When my first boss in ASCS sent me to NC for a month to get a taste what state and county offices did, and farmer fieldmen (as district directors were called then), I spent a week in Halifax county IIRC. The CED was sharp. It was fall so operations were slower. One day he took me out into the field, perhaps doing a spot check, don't remember. But we stopped at a sawmill. It had a machine, a lathe perhaps, for shaving a thin layer of wood from a rotating log. Fascinating, as I'd never seen it before. I think the wood shavings were cut into strips which were then woven into wooden baskets.
We weren't there to look at the operation, but to get one of the workers to sign up for cost-sharing under the then Agricultural Conservation Program. What was the practice? A cover crop. (Cover crops were, I think, particularly popular in the South, where there had been a lot of erosion of worn-out cotton land.)
ACP was established in the New Deal, but by 1969 it was under attack. Republicans, led by Secretary of Agriculture Butz, argued that some, or perhaps all of the practices, increased the productivity of farms, and, therefore the farmers could and should find the practices worthwhile enough to finance and install on their own, without the carrot of a government cost-share. They also argued that items such as liming were the result of lobbying by the industry.

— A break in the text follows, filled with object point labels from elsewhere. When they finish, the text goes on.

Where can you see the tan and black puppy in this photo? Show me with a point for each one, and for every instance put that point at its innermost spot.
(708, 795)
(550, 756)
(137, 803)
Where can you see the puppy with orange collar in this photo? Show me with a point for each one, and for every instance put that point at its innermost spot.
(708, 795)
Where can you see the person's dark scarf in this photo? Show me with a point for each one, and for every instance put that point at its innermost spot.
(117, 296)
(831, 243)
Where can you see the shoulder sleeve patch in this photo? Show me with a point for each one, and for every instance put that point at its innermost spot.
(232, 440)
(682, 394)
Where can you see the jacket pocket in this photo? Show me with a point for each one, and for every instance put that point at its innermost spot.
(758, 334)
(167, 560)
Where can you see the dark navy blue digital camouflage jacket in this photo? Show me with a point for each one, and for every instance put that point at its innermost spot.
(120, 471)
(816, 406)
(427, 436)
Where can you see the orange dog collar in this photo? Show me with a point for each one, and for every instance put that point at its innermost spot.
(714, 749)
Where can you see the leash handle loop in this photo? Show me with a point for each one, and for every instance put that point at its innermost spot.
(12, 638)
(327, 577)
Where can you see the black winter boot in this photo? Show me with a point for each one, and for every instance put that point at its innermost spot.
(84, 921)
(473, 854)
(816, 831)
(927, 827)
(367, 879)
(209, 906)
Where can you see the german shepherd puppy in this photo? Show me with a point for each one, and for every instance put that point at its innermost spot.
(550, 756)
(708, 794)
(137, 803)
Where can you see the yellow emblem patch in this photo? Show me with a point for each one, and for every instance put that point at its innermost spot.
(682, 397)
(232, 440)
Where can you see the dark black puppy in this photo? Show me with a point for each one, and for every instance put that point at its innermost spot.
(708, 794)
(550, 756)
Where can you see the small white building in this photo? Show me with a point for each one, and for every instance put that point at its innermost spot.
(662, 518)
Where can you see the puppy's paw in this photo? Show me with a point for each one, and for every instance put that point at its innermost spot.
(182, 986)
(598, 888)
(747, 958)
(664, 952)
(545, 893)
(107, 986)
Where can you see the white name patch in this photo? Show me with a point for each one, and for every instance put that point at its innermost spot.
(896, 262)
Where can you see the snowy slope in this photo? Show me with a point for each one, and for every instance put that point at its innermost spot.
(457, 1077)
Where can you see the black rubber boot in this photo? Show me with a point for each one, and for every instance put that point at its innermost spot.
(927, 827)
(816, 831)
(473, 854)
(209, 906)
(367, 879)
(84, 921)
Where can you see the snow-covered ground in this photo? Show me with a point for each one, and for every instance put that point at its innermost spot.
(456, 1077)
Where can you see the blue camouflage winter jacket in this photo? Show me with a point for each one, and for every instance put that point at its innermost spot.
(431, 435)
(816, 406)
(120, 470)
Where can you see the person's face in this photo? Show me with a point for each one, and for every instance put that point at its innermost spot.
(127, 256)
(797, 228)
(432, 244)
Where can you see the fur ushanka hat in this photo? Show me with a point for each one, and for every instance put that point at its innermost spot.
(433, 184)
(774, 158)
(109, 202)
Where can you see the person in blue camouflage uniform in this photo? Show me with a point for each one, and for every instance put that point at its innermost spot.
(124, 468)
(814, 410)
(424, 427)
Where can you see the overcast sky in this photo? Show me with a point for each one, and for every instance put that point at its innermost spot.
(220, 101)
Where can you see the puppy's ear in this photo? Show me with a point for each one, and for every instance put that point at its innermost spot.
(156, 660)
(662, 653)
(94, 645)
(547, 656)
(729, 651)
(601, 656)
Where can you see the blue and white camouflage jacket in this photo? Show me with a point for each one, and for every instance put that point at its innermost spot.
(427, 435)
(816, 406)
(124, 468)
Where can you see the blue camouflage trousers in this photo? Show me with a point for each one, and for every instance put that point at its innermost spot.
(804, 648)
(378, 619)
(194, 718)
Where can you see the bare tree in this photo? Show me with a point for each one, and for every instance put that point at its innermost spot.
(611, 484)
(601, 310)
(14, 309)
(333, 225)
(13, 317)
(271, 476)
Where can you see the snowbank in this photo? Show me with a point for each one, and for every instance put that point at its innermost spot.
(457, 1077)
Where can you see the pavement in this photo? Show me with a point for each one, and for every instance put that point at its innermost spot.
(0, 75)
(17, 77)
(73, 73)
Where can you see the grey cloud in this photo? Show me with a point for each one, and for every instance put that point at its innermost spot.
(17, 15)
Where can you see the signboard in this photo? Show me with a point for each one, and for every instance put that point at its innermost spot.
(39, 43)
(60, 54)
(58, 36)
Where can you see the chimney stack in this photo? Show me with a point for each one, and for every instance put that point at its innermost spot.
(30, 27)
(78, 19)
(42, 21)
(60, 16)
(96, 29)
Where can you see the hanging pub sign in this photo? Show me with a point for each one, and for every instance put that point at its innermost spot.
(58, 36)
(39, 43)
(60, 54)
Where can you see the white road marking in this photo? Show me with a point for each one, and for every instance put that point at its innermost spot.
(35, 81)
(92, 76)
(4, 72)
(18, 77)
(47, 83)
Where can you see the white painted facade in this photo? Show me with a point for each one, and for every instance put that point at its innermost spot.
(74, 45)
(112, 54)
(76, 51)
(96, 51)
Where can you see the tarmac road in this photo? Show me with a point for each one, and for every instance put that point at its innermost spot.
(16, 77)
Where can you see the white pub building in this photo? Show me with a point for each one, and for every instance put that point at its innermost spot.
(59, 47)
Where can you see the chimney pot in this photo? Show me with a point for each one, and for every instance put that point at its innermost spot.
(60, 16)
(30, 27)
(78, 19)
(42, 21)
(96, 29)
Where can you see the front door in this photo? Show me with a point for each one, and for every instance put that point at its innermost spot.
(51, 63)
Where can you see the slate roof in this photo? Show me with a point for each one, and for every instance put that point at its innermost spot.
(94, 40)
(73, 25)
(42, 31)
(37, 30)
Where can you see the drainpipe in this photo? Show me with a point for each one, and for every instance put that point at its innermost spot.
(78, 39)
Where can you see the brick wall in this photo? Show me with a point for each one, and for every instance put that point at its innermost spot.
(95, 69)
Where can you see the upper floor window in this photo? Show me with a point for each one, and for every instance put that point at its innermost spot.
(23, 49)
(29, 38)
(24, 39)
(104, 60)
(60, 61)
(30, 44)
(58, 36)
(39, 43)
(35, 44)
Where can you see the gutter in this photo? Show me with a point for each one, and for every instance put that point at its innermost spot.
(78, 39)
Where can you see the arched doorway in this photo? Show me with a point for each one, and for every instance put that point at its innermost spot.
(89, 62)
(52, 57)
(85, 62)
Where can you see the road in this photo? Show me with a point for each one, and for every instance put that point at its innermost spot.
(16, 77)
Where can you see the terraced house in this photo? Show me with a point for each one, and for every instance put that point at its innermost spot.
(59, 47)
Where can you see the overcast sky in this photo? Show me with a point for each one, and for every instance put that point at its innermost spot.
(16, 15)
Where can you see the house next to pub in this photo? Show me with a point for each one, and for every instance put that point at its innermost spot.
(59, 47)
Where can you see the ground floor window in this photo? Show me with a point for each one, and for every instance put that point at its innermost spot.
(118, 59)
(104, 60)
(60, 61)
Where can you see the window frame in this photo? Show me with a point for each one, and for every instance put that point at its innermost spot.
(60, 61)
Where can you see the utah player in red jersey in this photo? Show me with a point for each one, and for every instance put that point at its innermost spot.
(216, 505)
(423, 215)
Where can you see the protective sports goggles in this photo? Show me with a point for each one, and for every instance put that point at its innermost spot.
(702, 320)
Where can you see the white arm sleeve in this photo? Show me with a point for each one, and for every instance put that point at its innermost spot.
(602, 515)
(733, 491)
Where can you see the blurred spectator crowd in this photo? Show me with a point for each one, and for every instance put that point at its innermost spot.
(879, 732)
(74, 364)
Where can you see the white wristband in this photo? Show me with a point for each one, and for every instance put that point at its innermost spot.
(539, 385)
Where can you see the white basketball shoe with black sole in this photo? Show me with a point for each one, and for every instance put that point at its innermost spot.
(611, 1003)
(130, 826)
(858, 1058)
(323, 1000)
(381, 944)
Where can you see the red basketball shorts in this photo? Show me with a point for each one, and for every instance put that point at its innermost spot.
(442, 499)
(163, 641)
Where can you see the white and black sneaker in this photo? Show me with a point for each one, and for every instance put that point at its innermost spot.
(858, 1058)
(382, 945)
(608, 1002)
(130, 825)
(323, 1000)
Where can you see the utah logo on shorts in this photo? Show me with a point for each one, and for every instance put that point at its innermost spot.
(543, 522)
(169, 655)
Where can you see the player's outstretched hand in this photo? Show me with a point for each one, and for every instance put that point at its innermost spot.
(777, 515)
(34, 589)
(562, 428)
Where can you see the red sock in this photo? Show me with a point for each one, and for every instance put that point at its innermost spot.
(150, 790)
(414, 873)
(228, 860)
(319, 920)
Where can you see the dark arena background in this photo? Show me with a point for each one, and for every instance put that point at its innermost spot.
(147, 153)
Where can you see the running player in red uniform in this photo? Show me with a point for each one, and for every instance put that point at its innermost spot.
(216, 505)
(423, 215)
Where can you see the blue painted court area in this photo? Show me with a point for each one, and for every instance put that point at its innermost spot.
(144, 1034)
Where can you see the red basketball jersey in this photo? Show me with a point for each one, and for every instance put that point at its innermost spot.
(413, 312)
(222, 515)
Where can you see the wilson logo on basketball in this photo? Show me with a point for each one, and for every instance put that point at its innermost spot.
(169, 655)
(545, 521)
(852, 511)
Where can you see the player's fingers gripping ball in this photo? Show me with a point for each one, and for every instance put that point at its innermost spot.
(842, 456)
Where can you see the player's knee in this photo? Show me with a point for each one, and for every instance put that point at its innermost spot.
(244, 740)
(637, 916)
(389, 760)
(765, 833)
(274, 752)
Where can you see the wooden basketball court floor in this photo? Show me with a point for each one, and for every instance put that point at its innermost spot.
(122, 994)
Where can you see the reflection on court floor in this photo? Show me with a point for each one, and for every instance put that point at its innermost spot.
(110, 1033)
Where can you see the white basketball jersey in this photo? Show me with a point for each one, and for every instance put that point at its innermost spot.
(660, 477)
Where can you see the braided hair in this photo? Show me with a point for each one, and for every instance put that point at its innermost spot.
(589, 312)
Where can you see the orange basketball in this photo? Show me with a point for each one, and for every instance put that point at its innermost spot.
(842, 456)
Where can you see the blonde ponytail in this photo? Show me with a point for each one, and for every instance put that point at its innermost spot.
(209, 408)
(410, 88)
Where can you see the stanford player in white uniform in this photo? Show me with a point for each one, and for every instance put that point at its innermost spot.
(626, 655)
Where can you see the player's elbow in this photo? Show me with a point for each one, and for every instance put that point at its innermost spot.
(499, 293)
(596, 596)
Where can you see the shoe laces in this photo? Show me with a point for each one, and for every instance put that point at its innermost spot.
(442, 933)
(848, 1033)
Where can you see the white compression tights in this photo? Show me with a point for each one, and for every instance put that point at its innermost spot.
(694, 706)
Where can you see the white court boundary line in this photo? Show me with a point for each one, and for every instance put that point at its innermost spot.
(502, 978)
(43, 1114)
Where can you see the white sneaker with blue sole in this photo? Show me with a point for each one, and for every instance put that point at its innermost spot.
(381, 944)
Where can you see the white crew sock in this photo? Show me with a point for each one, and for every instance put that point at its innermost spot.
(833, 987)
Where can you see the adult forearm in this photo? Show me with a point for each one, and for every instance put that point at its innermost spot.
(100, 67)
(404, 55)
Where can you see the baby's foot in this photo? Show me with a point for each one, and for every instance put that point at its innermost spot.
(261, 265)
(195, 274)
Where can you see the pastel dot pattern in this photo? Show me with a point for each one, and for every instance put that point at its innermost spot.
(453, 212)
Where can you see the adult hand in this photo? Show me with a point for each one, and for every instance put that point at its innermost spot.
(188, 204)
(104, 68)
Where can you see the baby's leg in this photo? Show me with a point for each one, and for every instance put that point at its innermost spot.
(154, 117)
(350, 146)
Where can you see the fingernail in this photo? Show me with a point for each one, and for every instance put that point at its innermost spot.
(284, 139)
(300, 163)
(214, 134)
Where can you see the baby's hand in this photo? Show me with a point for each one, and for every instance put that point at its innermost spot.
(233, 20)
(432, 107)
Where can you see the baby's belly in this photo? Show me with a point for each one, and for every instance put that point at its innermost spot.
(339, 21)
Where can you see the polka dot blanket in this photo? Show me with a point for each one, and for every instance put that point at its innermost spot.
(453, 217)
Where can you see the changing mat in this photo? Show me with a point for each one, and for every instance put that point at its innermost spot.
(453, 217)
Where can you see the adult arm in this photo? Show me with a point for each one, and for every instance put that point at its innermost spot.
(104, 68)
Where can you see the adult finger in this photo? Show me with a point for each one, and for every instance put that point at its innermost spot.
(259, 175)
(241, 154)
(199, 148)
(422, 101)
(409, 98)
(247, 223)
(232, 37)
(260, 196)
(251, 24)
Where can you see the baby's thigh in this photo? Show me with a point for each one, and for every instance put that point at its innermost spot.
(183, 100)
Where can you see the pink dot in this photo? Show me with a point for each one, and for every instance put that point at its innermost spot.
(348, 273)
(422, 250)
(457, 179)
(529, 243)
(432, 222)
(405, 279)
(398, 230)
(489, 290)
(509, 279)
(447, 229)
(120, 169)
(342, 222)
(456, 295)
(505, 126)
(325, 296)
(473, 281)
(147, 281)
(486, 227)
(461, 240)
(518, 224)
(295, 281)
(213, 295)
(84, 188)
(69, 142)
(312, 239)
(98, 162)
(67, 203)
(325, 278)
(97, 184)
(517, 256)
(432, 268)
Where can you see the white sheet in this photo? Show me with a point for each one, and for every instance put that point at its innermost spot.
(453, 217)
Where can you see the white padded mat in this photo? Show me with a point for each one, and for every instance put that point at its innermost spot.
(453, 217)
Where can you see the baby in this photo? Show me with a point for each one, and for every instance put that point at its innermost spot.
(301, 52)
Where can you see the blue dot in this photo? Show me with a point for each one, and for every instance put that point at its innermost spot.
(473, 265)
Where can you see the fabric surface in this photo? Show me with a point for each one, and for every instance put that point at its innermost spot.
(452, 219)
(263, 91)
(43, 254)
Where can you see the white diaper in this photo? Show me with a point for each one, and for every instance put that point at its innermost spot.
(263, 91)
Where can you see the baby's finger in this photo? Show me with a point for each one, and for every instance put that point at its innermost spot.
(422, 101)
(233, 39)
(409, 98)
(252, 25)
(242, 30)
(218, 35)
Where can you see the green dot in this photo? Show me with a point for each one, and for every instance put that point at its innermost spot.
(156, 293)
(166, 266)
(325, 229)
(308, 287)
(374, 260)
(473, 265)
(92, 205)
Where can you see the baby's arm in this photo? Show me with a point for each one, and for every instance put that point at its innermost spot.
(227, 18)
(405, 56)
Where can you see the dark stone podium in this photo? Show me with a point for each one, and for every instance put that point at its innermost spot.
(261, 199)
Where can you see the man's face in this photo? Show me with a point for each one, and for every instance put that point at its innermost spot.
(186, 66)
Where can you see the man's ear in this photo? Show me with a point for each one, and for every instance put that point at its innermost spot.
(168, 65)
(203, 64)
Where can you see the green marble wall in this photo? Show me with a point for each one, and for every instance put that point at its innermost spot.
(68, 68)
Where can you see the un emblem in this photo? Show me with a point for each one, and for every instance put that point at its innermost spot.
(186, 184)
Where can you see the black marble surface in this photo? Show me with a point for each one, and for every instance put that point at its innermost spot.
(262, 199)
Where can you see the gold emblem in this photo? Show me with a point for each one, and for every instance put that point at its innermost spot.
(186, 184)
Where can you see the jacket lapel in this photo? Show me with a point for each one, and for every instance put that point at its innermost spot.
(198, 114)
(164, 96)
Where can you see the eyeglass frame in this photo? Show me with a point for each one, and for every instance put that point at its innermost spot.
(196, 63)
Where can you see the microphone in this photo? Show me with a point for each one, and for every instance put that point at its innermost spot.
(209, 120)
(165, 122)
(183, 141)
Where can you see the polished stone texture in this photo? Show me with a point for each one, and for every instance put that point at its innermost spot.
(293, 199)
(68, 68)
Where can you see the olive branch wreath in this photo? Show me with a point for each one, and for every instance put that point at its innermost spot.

There was a lot of back and forth over the fate of ACP between the Nixon administration and Congress, where the House was controlled by Democrats throughout. In the end the program was cut back, both by reducing appropriations and by inflation, and the cover crop practice and liming were eliminated.
IMO the Butz expectation that rational self-interest would be sufficient to perpetuate widespread cover crops was disproved by the results.